17 How to Handle Thousands of Order Requests per Second in a Message Queue

17 How to Handle Thousands of Order Requests Per Second in a Message Queue #

Hello, I’m Tang Yang.

At the beginning of the course, I introduced the three goals of high-concurrency system design: performance, availability, and scalability. When it comes to improving system performance, we have always focused on query performance. We have also spent a lot of time explaining the distributed transformation of databases, the principles and usage techniques of various caches. The reason behind this is that in most of the scenarios we encounter, there are more reads than writes, especially in the early stages of a system.

For example, in the initial stage of a social media system, there will only be a few seed users generating content, while most users are “observing” what others are saying. At this time, the overall traffic is relatively small, and write traffic may only account for one percent of the overall traffic. So even if the overall QPS reaches 10,000 requests per second, the write requests would only be 100 requests per second. The cost-effectiveness of optimizing write requests for performance is indeed not very high.
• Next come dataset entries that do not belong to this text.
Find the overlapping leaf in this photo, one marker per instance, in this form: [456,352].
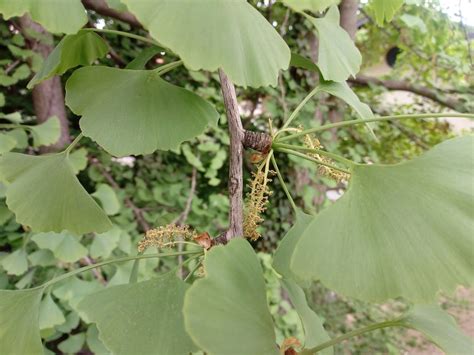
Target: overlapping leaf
[57,16]
[36,182]
[141,318]
[401,230]
[214,34]
[135,111]
[339,58]
[82,48]
[311,5]
[227,311]
[19,331]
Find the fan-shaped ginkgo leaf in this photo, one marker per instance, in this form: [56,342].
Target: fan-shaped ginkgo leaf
[235,319]
[57,16]
[339,58]
[214,34]
[141,318]
[400,230]
[36,182]
[19,328]
[82,48]
[135,111]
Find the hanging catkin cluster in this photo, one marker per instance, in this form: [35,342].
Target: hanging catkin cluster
[256,203]
[165,236]
[313,143]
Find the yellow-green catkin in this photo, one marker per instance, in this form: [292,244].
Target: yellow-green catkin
[165,236]
[256,203]
[313,143]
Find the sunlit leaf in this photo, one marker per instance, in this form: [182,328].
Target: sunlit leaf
[440,328]
[50,314]
[338,58]
[385,10]
[39,181]
[226,312]
[57,16]
[141,318]
[16,263]
[82,48]
[103,244]
[19,331]
[108,199]
[313,326]
[236,37]
[135,111]
[311,5]
[400,230]
[65,246]
[47,132]
[7,143]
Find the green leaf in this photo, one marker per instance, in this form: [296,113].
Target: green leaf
[47,132]
[50,314]
[16,263]
[73,344]
[108,199]
[65,246]
[82,49]
[103,244]
[385,10]
[440,328]
[7,143]
[57,16]
[226,312]
[141,318]
[19,331]
[313,326]
[282,257]
[400,230]
[311,5]
[345,93]
[339,58]
[237,38]
[135,111]
[45,195]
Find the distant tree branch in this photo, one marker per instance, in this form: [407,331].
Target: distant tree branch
[101,7]
[434,95]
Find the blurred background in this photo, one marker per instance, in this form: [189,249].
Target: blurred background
[421,62]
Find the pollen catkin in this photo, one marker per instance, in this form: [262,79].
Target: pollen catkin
[256,204]
[313,143]
[165,236]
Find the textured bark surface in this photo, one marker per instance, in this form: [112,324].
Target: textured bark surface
[48,96]
[236,133]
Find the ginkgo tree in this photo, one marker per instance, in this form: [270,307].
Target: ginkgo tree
[401,230]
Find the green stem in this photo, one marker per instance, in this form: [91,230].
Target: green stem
[304,156]
[333,156]
[168,67]
[126,34]
[295,113]
[375,119]
[74,143]
[372,327]
[113,261]
[283,185]
[192,271]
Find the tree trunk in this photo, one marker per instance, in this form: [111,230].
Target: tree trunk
[48,97]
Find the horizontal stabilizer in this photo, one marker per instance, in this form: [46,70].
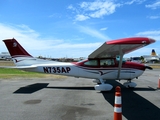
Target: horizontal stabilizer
[19,67]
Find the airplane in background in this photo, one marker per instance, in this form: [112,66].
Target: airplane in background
[151,58]
[105,63]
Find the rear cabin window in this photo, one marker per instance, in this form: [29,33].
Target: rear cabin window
[91,63]
[107,62]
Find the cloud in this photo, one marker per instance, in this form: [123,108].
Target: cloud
[93,33]
[103,29]
[48,47]
[154,17]
[96,9]
[154,5]
[81,17]
[134,1]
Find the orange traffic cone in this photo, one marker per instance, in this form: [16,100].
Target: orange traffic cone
[159,83]
[118,104]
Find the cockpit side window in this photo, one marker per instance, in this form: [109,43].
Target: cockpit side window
[91,63]
[107,62]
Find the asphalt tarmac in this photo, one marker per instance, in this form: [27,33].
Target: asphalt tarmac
[75,99]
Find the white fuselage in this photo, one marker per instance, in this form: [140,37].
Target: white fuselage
[70,69]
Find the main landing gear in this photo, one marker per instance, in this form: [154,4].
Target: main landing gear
[102,86]
[129,84]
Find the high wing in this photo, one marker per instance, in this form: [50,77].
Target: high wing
[120,47]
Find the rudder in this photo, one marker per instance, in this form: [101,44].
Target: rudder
[15,49]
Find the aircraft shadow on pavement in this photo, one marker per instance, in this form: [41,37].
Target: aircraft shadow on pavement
[134,106]
[31,88]
[38,86]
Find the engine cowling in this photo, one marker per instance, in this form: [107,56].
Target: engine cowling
[130,84]
[103,87]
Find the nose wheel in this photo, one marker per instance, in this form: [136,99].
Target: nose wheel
[103,86]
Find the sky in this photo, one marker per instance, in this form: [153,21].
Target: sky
[75,28]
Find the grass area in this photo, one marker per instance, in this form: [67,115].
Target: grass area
[7,73]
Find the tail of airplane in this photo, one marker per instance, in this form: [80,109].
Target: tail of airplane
[153,53]
[18,53]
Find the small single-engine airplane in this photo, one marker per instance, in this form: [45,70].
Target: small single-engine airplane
[105,63]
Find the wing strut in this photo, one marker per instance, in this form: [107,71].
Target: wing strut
[120,62]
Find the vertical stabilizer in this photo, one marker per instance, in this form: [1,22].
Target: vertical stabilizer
[15,49]
[19,55]
[153,53]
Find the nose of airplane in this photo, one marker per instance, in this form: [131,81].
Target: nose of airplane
[148,67]
[152,40]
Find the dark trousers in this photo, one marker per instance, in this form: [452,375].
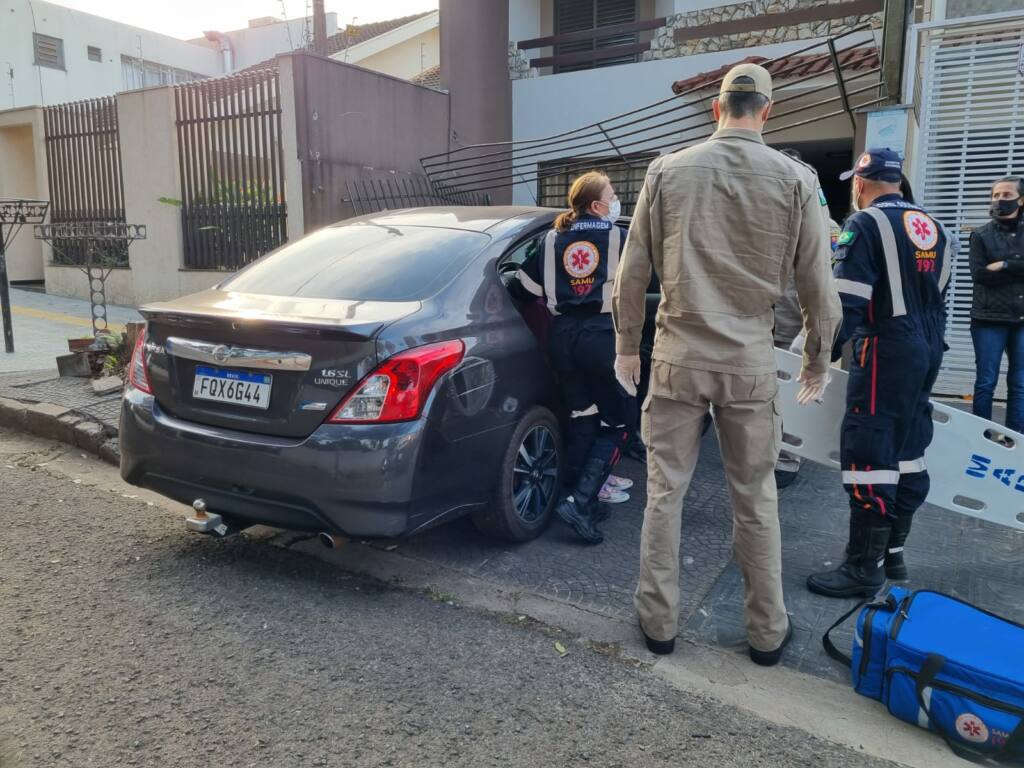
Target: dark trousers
[888,423]
[990,341]
[602,416]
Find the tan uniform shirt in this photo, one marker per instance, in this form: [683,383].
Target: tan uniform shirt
[788,320]
[724,224]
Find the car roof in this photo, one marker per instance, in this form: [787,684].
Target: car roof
[494,220]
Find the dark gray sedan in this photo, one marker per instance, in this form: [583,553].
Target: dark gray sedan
[372,379]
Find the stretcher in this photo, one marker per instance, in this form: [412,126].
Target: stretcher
[976,466]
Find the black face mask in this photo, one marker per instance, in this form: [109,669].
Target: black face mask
[1004,207]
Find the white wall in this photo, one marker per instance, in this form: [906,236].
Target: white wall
[556,103]
[408,58]
[82,78]
[257,44]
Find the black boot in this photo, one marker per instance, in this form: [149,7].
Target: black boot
[577,508]
[895,567]
[861,574]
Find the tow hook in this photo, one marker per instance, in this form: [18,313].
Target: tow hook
[206,522]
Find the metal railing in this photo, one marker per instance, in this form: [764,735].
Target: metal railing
[83,164]
[231,166]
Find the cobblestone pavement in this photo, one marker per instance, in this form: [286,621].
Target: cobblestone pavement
[972,559]
[978,561]
[43,324]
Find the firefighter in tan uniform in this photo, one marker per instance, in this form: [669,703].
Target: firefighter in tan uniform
[724,225]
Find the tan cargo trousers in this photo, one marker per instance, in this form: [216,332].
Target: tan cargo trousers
[749,426]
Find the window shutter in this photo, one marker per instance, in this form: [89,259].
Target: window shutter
[972,132]
[49,51]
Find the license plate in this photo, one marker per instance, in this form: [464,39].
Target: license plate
[236,387]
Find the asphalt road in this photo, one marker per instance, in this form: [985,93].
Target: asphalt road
[126,641]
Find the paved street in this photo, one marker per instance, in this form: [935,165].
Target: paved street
[43,324]
[124,641]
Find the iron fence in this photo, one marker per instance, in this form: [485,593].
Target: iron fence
[83,164]
[231,166]
[371,196]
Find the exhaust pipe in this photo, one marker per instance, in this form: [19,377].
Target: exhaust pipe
[331,541]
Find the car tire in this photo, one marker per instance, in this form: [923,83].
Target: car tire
[529,480]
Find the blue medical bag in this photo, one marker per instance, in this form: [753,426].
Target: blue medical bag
[944,665]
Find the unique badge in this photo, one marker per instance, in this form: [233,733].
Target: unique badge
[581,259]
[972,728]
[921,229]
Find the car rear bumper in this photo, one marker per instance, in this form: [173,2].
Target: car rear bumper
[355,480]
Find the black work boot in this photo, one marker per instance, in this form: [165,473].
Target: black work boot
[578,508]
[895,567]
[861,574]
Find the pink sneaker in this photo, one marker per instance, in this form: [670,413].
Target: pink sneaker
[620,483]
[609,495]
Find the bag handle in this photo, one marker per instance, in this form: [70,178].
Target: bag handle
[888,602]
[926,678]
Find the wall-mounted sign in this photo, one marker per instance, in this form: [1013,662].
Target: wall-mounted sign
[887,127]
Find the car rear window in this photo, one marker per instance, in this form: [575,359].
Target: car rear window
[363,261]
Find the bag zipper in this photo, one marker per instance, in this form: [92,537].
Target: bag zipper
[865,654]
[941,685]
[904,609]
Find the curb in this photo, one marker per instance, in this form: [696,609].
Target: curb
[62,424]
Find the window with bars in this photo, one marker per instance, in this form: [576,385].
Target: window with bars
[137,73]
[49,51]
[581,15]
[627,178]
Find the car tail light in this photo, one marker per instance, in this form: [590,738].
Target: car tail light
[138,375]
[399,386]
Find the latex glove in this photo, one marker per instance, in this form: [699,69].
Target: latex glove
[628,373]
[797,346]
[814,386]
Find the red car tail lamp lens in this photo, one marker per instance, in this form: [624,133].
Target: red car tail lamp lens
[138,375]
[398,387]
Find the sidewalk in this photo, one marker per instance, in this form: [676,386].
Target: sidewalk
[977,561]
[43,324]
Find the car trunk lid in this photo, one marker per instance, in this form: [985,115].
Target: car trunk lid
[268,365]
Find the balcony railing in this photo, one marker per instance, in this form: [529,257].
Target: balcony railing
[597,34]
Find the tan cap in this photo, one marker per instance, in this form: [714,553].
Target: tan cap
[760,76]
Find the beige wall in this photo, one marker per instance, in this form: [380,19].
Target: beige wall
[23,174]
[408,58]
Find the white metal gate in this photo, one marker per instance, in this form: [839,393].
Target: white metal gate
[972,132]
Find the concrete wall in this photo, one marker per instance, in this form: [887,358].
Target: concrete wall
[408,58]
[23,174]
[474,70]
[81,78]
[355,124]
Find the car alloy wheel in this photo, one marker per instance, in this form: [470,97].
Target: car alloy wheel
[536,473]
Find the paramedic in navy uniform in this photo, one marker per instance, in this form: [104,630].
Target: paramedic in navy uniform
[892,268]
[573,270]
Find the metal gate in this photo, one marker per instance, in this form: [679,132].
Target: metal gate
[232,172]
[83,165]
[972,132]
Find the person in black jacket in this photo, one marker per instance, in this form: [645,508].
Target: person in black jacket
[997,308]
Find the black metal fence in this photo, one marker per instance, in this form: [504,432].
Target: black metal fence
[83,164]
[231,165]
[371,196]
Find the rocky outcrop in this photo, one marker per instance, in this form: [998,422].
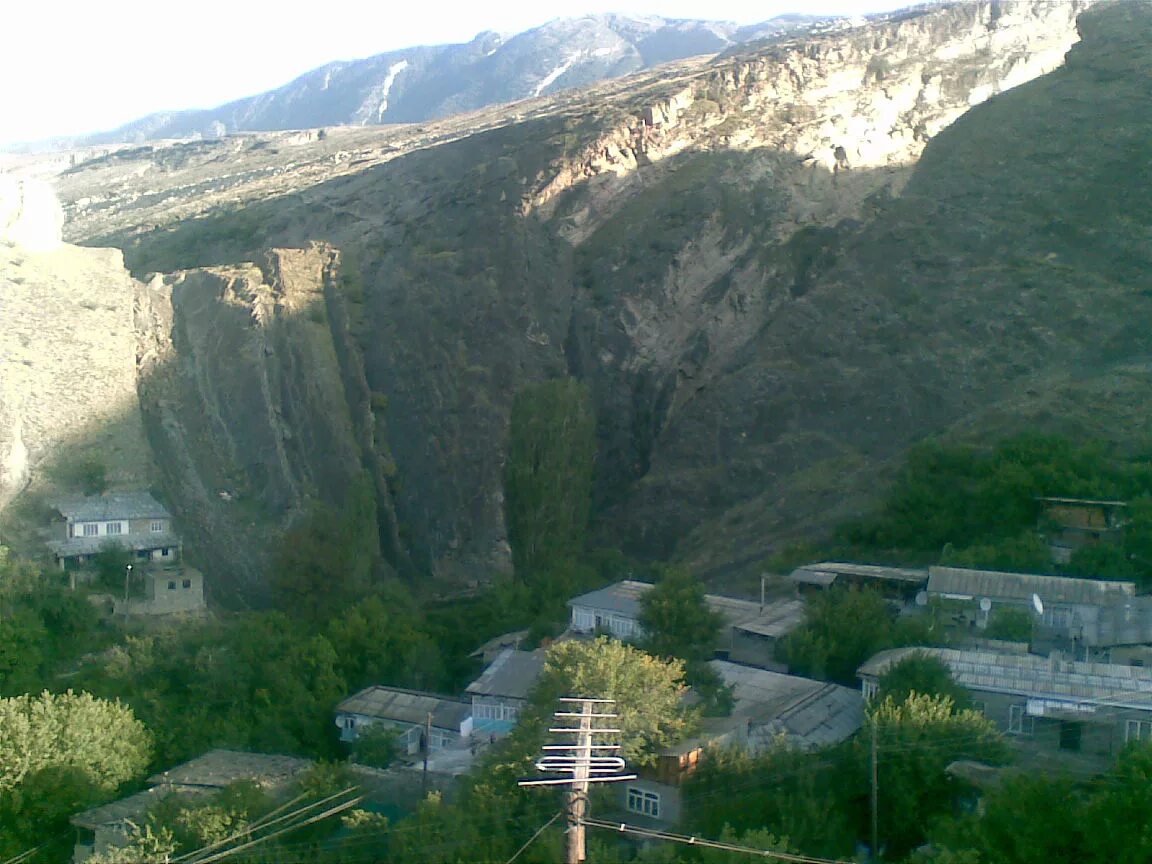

However, as the business develops, you may encounter scenarios with high-concurrency write requests. Flash sales is the most typical scenario. Let’s say your e-commerce platform is planning a flash sale event that starts at 00:00 on the fifth day and is limited to the first 200 customers. When the flash sale is about to start, users will frantically refresh the app or browser to ensure they can see the products as early as possible.

At this point, you are still facing a high load of read requests. What measures can you take to deal with it?

Since the users are querying for a small amount of product data, which are hot data in terms of queries, you can use caching strategies to try to intercept the requests in the upper-layer cache. Data that can be cached statically, such as images and videos in the online store, can be made static to be cached by CDN nodes, reducing the query load and bandwidth burden on the web servers. The web server, such as Nginx, can directly access the distributed cache nodes, avoiding the need to forward the requests to business servers like Tomcat.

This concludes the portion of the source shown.